Si se dispusiera de toda la información sobre la eficacia de cada vacuna y si los fabricantes de todo el mundo tuvieran permiso para producir cualquier vacuna sin tener que afrontar juicios de propiedad intelectual, habría más posibilidades de proteger a la población mundial, de contener la pandemia y de responder con más rapidez ante la aparición de nuevas cepas. Pero eso supone cuestionar el sistema actual de financiación de monopolios de patentes. Y si hay que elegir entre la vida de seres humanos o la perpetuación del enriquecimiento de una élite, el modelo actual demuestra que opta por la segunda opción.

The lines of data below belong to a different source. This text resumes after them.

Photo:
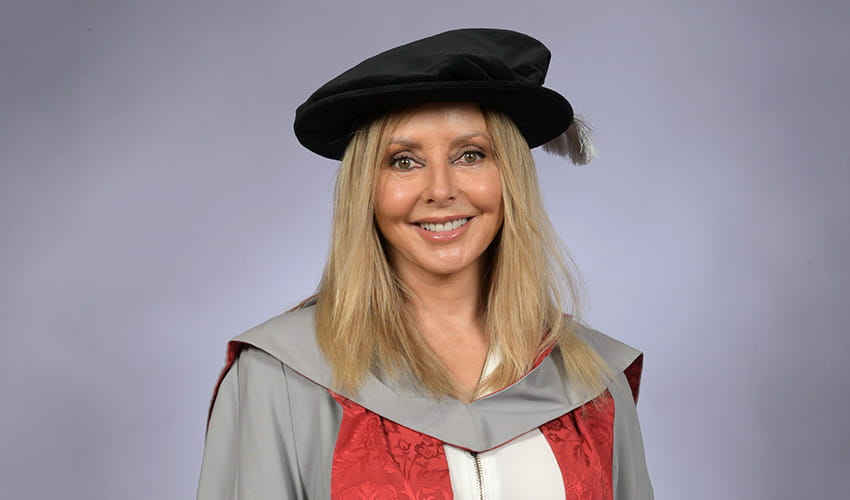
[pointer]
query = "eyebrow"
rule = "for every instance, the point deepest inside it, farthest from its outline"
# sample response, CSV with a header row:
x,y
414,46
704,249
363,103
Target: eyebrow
x,y
410,143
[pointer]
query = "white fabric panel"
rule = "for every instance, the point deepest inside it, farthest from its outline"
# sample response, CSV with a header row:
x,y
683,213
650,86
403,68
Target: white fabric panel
x,y
523,468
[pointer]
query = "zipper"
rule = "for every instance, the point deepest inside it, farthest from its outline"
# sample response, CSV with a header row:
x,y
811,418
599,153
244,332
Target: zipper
x,y
479,476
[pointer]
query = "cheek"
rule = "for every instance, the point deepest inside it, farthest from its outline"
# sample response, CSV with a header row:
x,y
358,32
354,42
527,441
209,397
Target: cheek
x,y
488,193
392,200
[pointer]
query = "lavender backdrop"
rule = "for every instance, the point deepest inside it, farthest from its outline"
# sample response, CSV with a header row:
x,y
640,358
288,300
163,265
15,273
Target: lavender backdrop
x,y
154,203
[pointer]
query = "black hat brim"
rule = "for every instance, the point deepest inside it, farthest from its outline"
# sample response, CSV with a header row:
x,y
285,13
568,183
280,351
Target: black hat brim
x,y
325,126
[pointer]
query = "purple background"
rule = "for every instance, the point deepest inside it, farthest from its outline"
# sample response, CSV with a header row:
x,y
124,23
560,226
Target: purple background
x,y
154,203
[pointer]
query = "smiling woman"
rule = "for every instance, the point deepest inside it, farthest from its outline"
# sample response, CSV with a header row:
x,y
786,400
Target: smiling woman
x,y
438,358
438,202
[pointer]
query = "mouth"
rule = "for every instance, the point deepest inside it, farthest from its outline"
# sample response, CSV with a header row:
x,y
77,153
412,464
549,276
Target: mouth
x,y
442,227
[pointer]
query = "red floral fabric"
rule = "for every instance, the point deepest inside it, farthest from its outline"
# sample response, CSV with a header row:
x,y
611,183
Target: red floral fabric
x,y
376,459
583,443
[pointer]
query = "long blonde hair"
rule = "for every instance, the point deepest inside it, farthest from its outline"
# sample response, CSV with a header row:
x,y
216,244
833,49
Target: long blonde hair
x,y
530,299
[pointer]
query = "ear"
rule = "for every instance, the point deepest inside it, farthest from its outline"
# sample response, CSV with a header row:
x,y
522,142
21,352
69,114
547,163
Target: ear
x,y
576,143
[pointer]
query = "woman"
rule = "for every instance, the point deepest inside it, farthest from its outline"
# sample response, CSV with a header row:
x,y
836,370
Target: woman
x,y
436,360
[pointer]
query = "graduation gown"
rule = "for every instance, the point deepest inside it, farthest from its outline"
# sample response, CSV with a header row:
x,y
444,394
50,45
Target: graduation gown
x,y
276,430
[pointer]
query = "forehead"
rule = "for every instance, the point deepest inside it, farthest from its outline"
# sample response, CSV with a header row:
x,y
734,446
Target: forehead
x,y
439,119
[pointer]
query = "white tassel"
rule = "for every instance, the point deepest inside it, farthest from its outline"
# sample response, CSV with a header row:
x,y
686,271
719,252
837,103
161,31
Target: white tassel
x,y
576,143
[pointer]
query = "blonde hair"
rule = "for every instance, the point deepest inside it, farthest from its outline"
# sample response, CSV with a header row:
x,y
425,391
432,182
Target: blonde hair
x,y
363,319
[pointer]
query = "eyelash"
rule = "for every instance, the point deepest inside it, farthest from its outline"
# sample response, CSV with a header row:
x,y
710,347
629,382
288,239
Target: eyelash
x,y
480,155
395,159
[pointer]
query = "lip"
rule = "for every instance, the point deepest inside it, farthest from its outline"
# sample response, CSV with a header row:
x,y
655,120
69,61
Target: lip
x,y
441,220
445,235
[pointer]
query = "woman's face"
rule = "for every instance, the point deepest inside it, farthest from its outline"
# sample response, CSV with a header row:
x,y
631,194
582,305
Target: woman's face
x,y
438,201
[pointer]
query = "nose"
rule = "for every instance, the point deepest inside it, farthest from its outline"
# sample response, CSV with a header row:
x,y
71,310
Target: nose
x,y
441,184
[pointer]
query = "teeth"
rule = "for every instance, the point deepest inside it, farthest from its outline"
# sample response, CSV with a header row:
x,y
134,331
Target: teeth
x,y
445,226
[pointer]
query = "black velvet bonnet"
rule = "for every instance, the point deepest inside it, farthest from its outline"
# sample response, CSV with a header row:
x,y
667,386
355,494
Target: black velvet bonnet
x,y
499,69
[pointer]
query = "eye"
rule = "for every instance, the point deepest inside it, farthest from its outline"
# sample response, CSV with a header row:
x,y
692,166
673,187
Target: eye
x,y
471,156
402,162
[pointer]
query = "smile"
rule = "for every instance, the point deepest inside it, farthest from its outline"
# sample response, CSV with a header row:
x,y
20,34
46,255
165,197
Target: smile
x,y
444,226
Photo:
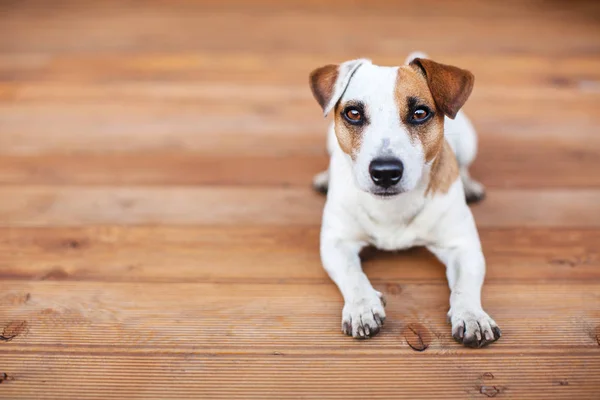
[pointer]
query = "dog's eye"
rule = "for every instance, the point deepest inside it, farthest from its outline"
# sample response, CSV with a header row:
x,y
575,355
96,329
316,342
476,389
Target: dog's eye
x,y
353,115
420,114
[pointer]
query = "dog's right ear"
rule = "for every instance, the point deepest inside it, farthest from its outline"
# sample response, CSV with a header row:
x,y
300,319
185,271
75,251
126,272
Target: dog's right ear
x,y
328,83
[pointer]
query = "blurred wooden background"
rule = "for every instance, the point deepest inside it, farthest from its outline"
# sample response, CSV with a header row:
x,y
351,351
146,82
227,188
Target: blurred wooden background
x,y
158,232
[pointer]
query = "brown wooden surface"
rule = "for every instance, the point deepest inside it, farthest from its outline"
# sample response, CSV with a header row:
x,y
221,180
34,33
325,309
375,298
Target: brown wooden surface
x,y
158,233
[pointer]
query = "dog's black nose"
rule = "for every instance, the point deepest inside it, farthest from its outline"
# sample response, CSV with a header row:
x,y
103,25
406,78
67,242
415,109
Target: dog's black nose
x,y
386,172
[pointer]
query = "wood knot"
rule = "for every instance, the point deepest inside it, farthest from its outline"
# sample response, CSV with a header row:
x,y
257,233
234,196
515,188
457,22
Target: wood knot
x,y
487,376
393,289
489,391
5,377
417,336
12,330
55,274
72,244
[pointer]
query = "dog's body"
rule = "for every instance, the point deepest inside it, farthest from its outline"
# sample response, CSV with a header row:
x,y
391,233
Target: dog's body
x,y
398,178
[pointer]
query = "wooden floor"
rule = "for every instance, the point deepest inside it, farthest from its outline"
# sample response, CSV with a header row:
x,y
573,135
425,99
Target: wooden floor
x,y
159,236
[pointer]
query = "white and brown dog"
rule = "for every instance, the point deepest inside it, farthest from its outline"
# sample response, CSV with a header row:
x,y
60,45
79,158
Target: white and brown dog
x,y
398,178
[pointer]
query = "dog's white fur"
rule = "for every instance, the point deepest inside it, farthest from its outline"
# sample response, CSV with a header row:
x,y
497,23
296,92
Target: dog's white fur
x,y
354,217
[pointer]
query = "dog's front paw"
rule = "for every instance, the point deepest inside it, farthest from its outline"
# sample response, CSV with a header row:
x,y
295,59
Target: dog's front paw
x,y
364,317
473,328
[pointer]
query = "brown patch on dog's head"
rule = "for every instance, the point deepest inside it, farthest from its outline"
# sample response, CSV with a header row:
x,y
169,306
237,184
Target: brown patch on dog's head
x,y
412,92
449,85
444,171
349,136
443,90
322,81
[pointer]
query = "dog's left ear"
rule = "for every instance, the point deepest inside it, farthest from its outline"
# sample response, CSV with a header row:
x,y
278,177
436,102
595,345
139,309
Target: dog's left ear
x,y
450,86
328,83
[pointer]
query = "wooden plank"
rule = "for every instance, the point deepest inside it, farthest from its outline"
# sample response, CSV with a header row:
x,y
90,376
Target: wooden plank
x,y
574,165
285,376
79,317
165,26
79,206
215,254
186,74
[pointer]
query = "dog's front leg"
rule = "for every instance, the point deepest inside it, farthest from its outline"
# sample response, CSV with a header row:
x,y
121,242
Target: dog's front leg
x,y
465,269
363,314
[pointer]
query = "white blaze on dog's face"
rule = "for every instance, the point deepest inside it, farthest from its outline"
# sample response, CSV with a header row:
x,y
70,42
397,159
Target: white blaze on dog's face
x,y
390,120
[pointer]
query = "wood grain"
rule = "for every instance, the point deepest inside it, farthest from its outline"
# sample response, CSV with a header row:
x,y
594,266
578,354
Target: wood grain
x,y
159,237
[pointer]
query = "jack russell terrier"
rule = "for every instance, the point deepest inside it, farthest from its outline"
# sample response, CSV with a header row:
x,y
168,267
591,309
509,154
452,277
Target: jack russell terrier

Es el apartheid viral, término acuñado por el doctor y profesor en la universidad de Harvard Raj Panjabi. Entre la salud pública y la propiedad privada, la propiedad privada. Entre el cuidado del planeta y la explotación dañina e ilimitada del mismo, explotación dañina e ilimitada. El carácter suicida de este sistema es innegable. Quien ose defenderlo sin matices no debería pasar a la historia como contribuyente de la inteligencia humana.